The Philadelphia Eagles entered the offseason with one glaring hole on their defense and a number of positions that could use upgrades. Through the first few weeks of free agency, they've added cornerback Nolan Carroll and safety Malcolm Jenkins. They also added linebacker Bryan Braman and safety Chris Maragos, both backups who are expected to play significant roles.
Carroll is expected to compete for a starting spot, while Jenkins' versatility will allow him to play either of the two safety positions.
At this point, the Eagles are likely finished signing players through free agency, and if they do add another player, it'll probably be a depth move. There certainly won't be anymore starters brought in until the draft.
What they didn't do was spend a lot of money for one of the top free-agent players, notably cornerback Darrelle Revis, safeties Jairus Byrd and T.J. Ward and linebacker DeMarcus Ware.
Revis signed with the Patriots, Byrd headed to the Saints and Ward and Ware joined the Broncos. Instead of the game's best cornerback, a Pro Bowl safety or a future Hall of Fame pass-rusher, the Eagles added a depth corner and a mediocre starter at safety.
That begs the question of whether the Eagles have done enough to improve their defense through free agency.
Have the Eagles done enough to improve their defense through free agency?
To me, this is an easy call. They did not.
The best pass-rusher on this team is still Trent Cole, an aging player who is likely entering his final season in an Eagles uniform. The best defensive back is probably Brandon Boykin, who intercepted six passes while playing a limited role at nickelback in 2013. The best linebacker is probably Connor Barwin, the Eagles' jack-of-all-trades who joined the team from the Houston Texans during the 2013 offseason.
The Eagles attempted to sell the fanbase on Malcolm Jenkins' versatility. Consider me unconvinced. Yes, Jenkins is a former cornerback who can line up in the slot or even shift over to corner in case of an injury. So, he can basically play any of the four defensive back positions.
He's also not very good at any of them. It's a little bit like trying to convince me that with Brad Smith, you have a quarterback, rusher, receiver and returner all rolled into one package. Okay, that's great if the Eagles ever suffer injuries to all three quarterbacks or running backs, but can Smith do any one thing particularly well?
No, he cannot, and that's how I feel about Jenkins as a safety.
I liked the Carroll signing. He has some upside, he can tackle well and he rated ninth among all cornerbacks in passer rating allowed last season, per Pro Football Focus (subscription required). But if he was as good as his numbers, one of the other 32 teams, including his own, would have snatched him up as a starter.

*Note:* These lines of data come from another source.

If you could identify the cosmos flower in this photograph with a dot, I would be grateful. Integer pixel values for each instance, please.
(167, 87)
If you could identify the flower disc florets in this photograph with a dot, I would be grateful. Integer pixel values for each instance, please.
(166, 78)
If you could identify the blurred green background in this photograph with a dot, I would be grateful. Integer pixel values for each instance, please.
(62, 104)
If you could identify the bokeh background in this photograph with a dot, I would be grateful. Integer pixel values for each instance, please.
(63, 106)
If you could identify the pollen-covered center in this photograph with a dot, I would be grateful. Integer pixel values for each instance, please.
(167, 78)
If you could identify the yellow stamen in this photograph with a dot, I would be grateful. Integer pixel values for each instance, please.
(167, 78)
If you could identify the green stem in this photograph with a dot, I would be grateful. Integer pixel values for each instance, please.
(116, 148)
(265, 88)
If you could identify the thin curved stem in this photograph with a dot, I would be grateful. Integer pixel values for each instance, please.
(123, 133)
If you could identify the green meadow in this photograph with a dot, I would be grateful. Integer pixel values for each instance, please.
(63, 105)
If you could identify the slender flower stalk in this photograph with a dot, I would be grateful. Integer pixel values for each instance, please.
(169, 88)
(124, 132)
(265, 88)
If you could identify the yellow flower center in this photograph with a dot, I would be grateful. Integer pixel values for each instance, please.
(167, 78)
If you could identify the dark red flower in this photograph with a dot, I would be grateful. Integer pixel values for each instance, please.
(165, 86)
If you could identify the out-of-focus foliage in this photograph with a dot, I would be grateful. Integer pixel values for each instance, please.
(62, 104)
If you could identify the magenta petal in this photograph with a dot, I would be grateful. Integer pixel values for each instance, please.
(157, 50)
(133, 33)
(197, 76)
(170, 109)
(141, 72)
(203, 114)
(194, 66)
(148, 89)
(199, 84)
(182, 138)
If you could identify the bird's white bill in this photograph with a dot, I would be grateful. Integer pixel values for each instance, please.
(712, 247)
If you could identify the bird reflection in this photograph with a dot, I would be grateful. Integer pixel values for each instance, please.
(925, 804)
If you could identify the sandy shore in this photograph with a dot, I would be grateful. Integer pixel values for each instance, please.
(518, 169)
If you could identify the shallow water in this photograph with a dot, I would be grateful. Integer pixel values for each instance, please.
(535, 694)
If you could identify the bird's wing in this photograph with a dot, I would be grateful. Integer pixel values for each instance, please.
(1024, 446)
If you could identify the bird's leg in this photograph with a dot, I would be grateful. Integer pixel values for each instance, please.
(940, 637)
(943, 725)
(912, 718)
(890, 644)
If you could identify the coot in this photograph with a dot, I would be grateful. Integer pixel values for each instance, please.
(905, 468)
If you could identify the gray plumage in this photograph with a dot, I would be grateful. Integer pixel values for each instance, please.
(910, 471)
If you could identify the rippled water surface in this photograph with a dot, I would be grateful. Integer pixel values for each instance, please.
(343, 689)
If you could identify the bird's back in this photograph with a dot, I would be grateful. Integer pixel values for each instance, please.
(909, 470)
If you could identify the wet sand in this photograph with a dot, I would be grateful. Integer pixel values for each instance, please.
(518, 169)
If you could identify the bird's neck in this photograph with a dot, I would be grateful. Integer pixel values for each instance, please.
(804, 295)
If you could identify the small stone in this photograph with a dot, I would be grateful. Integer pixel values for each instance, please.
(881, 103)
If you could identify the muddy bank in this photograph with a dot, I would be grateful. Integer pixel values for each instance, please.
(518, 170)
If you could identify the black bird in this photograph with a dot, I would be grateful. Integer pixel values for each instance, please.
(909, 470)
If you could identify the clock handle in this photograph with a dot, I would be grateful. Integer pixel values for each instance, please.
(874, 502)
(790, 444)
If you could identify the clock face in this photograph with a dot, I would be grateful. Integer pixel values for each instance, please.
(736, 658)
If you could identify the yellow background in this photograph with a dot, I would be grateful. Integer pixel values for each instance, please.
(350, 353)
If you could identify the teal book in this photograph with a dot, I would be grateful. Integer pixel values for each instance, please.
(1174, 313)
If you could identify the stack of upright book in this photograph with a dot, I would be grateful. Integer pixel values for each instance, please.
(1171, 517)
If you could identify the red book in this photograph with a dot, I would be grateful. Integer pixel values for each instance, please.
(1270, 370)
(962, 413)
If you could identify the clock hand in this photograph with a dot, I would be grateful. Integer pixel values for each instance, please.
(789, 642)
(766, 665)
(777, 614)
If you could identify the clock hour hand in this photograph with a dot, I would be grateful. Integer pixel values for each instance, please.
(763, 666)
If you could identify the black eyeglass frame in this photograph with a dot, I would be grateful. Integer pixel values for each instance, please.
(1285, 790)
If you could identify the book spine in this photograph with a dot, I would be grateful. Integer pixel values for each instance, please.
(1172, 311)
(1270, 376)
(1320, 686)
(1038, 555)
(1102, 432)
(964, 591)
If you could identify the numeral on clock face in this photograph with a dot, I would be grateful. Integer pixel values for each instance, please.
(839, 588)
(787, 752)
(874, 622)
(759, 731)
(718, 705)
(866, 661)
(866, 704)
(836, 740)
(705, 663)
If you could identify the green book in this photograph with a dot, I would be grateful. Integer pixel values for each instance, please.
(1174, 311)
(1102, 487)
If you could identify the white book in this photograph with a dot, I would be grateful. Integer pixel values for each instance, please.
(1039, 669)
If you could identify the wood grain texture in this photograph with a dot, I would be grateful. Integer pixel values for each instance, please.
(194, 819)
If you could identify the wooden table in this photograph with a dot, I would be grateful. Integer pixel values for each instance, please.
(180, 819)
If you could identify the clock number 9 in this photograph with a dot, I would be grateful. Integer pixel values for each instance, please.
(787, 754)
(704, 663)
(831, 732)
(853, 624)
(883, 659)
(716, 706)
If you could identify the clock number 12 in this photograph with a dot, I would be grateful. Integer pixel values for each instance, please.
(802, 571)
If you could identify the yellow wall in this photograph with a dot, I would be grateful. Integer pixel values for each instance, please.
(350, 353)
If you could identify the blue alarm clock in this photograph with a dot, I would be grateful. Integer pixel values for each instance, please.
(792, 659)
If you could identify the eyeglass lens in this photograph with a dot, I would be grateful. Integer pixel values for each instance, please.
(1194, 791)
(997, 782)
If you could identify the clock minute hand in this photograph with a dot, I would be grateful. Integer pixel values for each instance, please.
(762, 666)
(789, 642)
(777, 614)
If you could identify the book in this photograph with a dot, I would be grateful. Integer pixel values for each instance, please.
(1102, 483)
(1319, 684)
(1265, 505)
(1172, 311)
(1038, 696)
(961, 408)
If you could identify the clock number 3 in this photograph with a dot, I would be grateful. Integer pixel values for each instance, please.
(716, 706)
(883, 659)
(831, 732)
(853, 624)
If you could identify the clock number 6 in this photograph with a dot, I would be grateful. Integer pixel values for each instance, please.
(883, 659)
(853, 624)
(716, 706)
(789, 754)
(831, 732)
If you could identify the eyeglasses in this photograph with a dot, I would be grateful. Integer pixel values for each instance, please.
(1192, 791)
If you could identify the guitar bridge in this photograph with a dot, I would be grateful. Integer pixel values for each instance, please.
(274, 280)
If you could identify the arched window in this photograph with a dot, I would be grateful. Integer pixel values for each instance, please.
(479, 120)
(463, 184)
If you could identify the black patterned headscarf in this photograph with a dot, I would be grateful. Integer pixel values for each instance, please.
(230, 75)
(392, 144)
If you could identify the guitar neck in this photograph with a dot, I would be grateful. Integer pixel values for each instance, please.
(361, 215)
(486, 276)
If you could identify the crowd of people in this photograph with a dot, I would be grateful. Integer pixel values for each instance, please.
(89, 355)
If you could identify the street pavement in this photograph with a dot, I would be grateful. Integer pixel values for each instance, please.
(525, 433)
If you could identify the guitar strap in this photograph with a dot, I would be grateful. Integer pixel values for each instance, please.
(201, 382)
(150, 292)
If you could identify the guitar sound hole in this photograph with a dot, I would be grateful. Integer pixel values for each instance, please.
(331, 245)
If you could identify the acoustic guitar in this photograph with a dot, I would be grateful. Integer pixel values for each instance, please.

Where will Nolan Carroll rank on the depth chart at cornerback?
Again, Carroll is a great player to have if the Eagles suffer injuries to a number of their cornerbacks. But as of now, Cary Williams, Bradley Fletcher and Brandon Boykin are all ahead of Carroll on the depth chart, and I haven't even taken into account the likelihood that the Eagles add a cornerback in one of the early rounds of the draft.
Jenkins is an upgrade over Patrick Chung, but people forget that Chung wasn't even a starter for the second half of the season. He was forced into action because rookie Earl Wolff couldn't stay healthy. And Carroll is an upgrade over Roc Carmichael, but how much is he really going to play?
I wanted the Eagles to vastly improve on defense. I'm well aware that the team wants to build its own players through the draft. That doesn't mean all great players had to be avoided in free agency.
Ward was signed to a four-year deal worth $23 million, including $14 million guaranteed. That's $5.75 million per year. Malcolm Jenkins was signed to a three-year deal worth $16.5 million, including $8.5 million guaranteed. That's $5.5 million per year.
For an extra $250,000 per season, I'll take the proven Pro Bowl player over the versatile jack-of-all-trades, master of none.
Darrelle Revis signed a one-year, $12 million deal. The Eagles could have signed him to a one-year deal worth $13 or $14 million and let him walk after one year with no future implications on the salary cap. Sure, it may have brought on an "Eagles are all-in" circus from the media, but it also would have provided a dominant shutdown corner to deal with the likes of Dez Bryant, Pierre Garcon and Victor Cruz.
The Eagles now enter the draft knowing that they absolutely need to improve their pass rush AND their coverage. Oh, and they'll likely have to do it without using their first-round pick, because when DeSean Jackson is traded or released, everybody knows Chip Kelly is going to be eyeing a wide receiver in Round 1.
I didn't need the Eagles to sign every star player in free agency. But I was hoping for one. I was hoping for more than an average safety, at best, a depth cornerback and absolutely no pass-rusher.
I'm a big fan of what Billy Davis did with the defense in 2013 and I really like the direction this team is moving in. But that doesn't mean every move they make (or don't make) is a good one. I expected more in free agency. A lot more.